Singer-songwriter Julie Kathryn ’01 releases debut album

Share

 When Julie Kathryn ’01 was considering songs by other artists to record, Bob Dylan’s “Emotionally Yours” seemed like a perfect choice. For one thing, Kathryn—who drops her last name, Smith, as a performer—readily acknowledges the influence of Dylan, Neil Young, Joni Mitchell, and other Sixties singer-songwriters on her work. And she says that exploring the range of human emotion is at the core of her songwriting.

Kathryn traces that influence to her days as a psychology major at Cornell and through her three years as a social worker in a New York City public defender’s office after earning an MSW at Columbia. Her job included visits to prisoners in the Manhattan Detention Center—better known as the Tombs. “That helped me get more in touch with the human condition,” she says. “Social work is about empathy and just being with people, more than fixing or treating anything. When you do that day in and day out, you get in touch with raw human emotion. And I think that’s the strength in my writing—that my songs can hit a deep emotional core.”

album

Growing up in Lake Placid, New York, Kathryn studied piano. She taught herself to play guitar while in high school and says that she’s always considered herself a musician, even when she was in graduate school and considering an academic career. At Cornell, she took music theory classes and sang with the a cappella group Hearsay. But for a long time her musical aspirations were limited by stage fright. “I had a real challenge performing,” she says. “But I kind of forced myself through a bunch of gigs, because it became clear to me that this is really what I want to do.” She also tried hypnosis, which, she reports, “works if you want it to.”

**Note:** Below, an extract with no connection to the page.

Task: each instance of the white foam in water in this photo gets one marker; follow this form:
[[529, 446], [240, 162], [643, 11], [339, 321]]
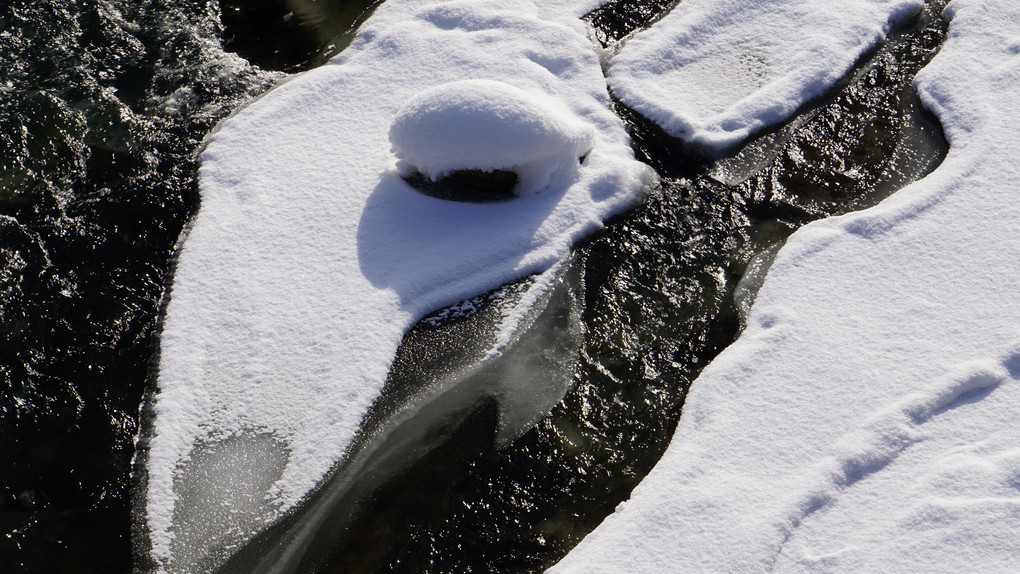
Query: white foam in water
[[866, 420], [310, 256], [714, 71]]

Two years ago, after gaining more confidence onstage, Kathryn decided that playing the occasional gig while working full-time was unsatisfying. She quit her job, started to teach music, and focused on her songwriting. After testing the waters with a four-song EP last year, she completed a full album, Black Trees, which was released in August. Eight of the eleven tracks were written or co-written by Kathryn; she also covers Greg Brown’s “Blue Car” and Jay Farrar’s “Windfall” along with the Dylan song. One of her originals, “Nightingale,” is presented in two different versions. While this might be a sign of uncertainty for some artists, for Kathryn it’s more indicative of her emotional range. On what she calls the “synth-dance version,” the upbeat music offers a counterpoint to a lyric about a bird “too fragile to fly”; the folk-rock alternate take leans harder on introspective lines like, “Teardrops fall underneath it all / You are broken and you don’t know why.”

Kathryn has been encouraged by the initial response to Black Trees, including a review in the music magazine Relix that praised the album as “executed beautifully both sonically and lyrically, and with nuanced simplicity.” She performed at the Greenwich Village showcase Rockwood Music Hall in early September and hopes to take her band on the road soon, probably as an opening act for an established artist. “And I’m writing more songs,” she says. “I’ve written fourteen over the past few months. I want to keep moving, to keep writing, to keep creating.”